Rupiah Melemah Terbaru 2026, LPEM UI: Instrumen Moneter Saja Tak Lagi Cukup
Foto: Rupiah Melemah Terbaru 2026, LPEM UI: Instrumen Moneter Saja Tak Lagi Cukup. (Illustration by Pexels)
Ukuran teks

Kondisi nilai tukar rupiah yang terus merosot kini dipandang sudah melampaui batas efektivitas instrumen moneter biasa. Lembaga Penyelidikan Ekonomi dan Masyarakat Fakultas Ekonomi dan Bisnis Universitas Indonesia (LPEM FEB UI) memberikan catatan kritis mengenai fenomena ini.

Menurut analisis mereka, tekanan yang dialami mata uang Garuda saat ini lebih banyak dipicu oleh faktor fiskal dan masalah struktural di dalam negeri. Hal ini terjadi meski Bank Indonesia (BI) telah berupaya menaikkan BI Rate menjadi 5,25 persen guna menjaga stabilitas pasar keuangan domestik.

Berikut adalah ringkasan data pergerakan nilai tukar rupiah dalam berbagai periode waktu:

Periode Perhitungan Persentase Pelemahan
Tahun Berjalan (Year-to-Date) 5,50%
Satu Bulan Terakhir (Month-to-Month) 2,69%
Satu Tahun Terakhir (Year-on-Year) 7,00%

Data tersebut menunjukkan bahwa rupiah berada dalam tren penurunan yang konsisten dan kinerjanya tertinggal dibandingkan mata uang negara berkembang lainnya. Tercatat, performa rupiah hanya sedikit lebih baik jika disandingkan dengan Rupee India dan Lira Turkiye.

Penyebab Utama Melemahnya Rupiah

LPEM FEB UI menyoroti bahwa kebijakan moneter saja tidak akan cukup kuat untuk membendung tekanan yang ada. Walaupun gejolak pasar global tetap memberikan pengaruh, kondisi internal di Indonesia memegang peran yang sangat signifikan.

Aliran modal keluar yang masif dalam beberapa pekan terakhir telah memperburuk posisi nilai tukar. Sebagai gambaran, pada Agustus 2025 rupiah masih bertahan di level Rp16.100 per dollar AS, namun kini sudah menembus angka Rp17.717.
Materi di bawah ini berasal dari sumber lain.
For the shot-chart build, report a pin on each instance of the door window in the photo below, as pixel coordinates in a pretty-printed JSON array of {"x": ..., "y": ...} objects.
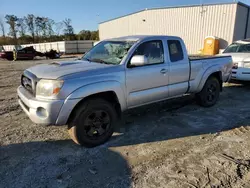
[{"x": 153, "y": 50}]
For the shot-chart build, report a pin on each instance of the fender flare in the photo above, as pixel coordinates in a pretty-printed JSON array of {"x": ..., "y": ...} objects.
[
  {"x": 87, "y": 90},
  {"x": 100, "y": 87}
]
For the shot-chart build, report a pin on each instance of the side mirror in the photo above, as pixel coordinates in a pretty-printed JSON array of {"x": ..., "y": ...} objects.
[{"x": 138, "y": 60}]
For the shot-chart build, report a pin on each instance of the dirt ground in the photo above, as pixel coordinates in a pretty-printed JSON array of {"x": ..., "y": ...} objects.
[{"x": 170, "y": 144}]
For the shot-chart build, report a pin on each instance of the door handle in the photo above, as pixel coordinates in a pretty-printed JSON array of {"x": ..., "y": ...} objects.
[{"x": 164, "y": 71}]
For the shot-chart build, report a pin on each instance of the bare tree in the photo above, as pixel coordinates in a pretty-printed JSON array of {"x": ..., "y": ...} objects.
[
  {"x": 68, "y": 27},
  {"x": 58, "y": 27},
  {"x": 21, "y": 27},
  {"x": 12, "y": 21},
  {"x": 2, "y": 27},
  {"x": 50, "y": 25},
  {"x": 30, "y": 22}
]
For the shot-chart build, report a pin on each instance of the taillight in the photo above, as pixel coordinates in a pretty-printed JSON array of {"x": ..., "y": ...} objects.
[{"x": 235, "y": 66}]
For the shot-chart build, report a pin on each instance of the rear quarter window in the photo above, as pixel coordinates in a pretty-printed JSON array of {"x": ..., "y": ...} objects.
[{"x": 175, "y": 50}]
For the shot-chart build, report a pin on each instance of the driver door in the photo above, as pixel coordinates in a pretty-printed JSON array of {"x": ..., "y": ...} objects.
[{"x": 147, "y": 83}]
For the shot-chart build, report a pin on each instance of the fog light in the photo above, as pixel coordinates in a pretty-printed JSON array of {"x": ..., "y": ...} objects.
[{"x": 41, "y": 112}]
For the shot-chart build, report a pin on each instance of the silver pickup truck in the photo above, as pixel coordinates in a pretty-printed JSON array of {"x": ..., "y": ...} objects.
[{"x": 90, "y": 94}]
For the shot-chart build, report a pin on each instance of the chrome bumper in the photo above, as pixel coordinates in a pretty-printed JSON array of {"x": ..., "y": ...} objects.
[{"x": 40, "y": 112}]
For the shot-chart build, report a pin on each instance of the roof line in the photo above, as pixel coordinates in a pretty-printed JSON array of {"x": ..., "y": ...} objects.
[{"x": 182, "y": 6}]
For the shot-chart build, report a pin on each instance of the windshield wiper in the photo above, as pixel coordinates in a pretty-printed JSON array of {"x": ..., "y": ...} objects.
[
  {"x": 99, "y": 61},
  {"x": 89, "y": 60}
]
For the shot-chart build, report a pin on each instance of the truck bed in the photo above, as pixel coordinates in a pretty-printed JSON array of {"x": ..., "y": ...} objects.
[{"x": 200, "y": 57}]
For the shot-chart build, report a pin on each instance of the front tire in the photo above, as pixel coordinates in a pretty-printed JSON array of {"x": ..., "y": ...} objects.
[
  {"x": 93, "y": 123},
  {"x": 210, "y": 93}
]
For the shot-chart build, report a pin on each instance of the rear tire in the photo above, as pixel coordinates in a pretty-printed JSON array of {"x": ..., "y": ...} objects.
[
  {"x": 210, "y": 93},
  {"x": 93, "y": 123}
]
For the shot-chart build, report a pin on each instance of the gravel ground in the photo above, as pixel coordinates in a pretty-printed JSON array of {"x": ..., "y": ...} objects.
[{"x": 170, "y": 144}]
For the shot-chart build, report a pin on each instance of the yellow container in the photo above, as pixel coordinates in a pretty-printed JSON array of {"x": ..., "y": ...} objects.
[{"x": 211, "y": 46}]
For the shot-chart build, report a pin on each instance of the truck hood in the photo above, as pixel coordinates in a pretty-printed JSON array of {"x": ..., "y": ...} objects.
[
  {"x": 58, "y": 69},
  {"x": 238, "y": 57}
]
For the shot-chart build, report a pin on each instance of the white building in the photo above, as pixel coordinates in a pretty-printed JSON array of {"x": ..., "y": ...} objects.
[{"x": 227, "y": 21}]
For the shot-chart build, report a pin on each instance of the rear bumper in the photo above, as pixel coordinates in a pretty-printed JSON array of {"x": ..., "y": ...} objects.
[
  {"x": 241, "y": 74},
  {"x": 40, "y": 112}
]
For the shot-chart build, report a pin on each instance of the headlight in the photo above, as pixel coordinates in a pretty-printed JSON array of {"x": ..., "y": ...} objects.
[
  {"x": 246, "y": 64},
  {"x": 48, "y": 88}
]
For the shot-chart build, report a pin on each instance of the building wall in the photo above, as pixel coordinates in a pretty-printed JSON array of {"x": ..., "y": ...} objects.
[
  {"x": 240, "y": 23},
  {"x": 67, "y": 47},
  {"x": 193, "y": 24},
  {"x": 78, "y": 46},
  {"x": 248, "y": 28}
]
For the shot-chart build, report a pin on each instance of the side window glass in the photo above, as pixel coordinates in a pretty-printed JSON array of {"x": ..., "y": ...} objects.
[
  {"x": 153, "y": 50},
  {"x": 175, "y": 50}
]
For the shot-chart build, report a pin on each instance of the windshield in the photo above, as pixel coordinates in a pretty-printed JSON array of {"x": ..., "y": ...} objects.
[
  {"x": 238, "y": 48},
  {"x": 109, "y": 52}
]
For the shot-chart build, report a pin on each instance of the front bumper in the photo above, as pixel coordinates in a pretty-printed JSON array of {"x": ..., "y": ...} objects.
[
  {"x": 40, "y": 112},
  {"x": 241, "y": 74}
]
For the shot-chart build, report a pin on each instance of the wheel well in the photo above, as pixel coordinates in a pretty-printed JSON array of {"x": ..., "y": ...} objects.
[
  {"x": 109, "y": 96},
  {"x": 218, "y": 75}
]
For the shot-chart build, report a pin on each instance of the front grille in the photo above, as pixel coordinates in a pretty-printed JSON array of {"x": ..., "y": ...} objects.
[
  {"x": 235, "y": 66},
  {"x": 27, "y": 83}
]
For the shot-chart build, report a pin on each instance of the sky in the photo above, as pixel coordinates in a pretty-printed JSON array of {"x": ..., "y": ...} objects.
[{"x": 86, "y": 14}]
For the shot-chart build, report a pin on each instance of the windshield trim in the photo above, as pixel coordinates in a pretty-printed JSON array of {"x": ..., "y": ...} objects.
[{"x": 107, "y": 41}]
Sejumlah faktor domestik utama yang dinilai menjadi pemicu tekanan terhadap rupiah antara lain:

  • Keseimbangan Fiskal: Adanya kekhawatiran dari para investor mengenai kesehatan anggaran negara akibat rasio perpajakan yang masih rendah.
  • Program Pemerintah: Rencana program-program populis yang dianggap membutuhkan biaya fiskal sangat besar sehingga membebani APBN.
  • Risiko Liabilitas: Munculnya potensi kewajiban kontinjensi atau contingent liability yang bersumber dari entitas Danantara.
  • Ketidakpastian Kebijakan: Tingginya dinamika dan ketidakjelasan arah kebijakan pemerintah yang memicu keraguan di mata pelaku pasar.

Faktor-faktor tersebut secara kolektif menciptakan sentimen negatif yang membuat investor lebih memilih untuk menarik modalnya dari pasar domestik. Ketidakpastian arah kebijakan menjadi poin krusial yang terus dipantau oleh para pemain pasar uang hingga saat ini.

Kondisi ini menuntut sinergi yang lebih kuat antara otoritas moneter dan pemerintah dalam mengelola kebijakan fiskal. Tanpa perbaikan pada sisi struktural dan kepastian kebijakan, intervensi melalui suku bunga diperkirakan tidak akan memberikan hasil maksimal dalam jangka panjang.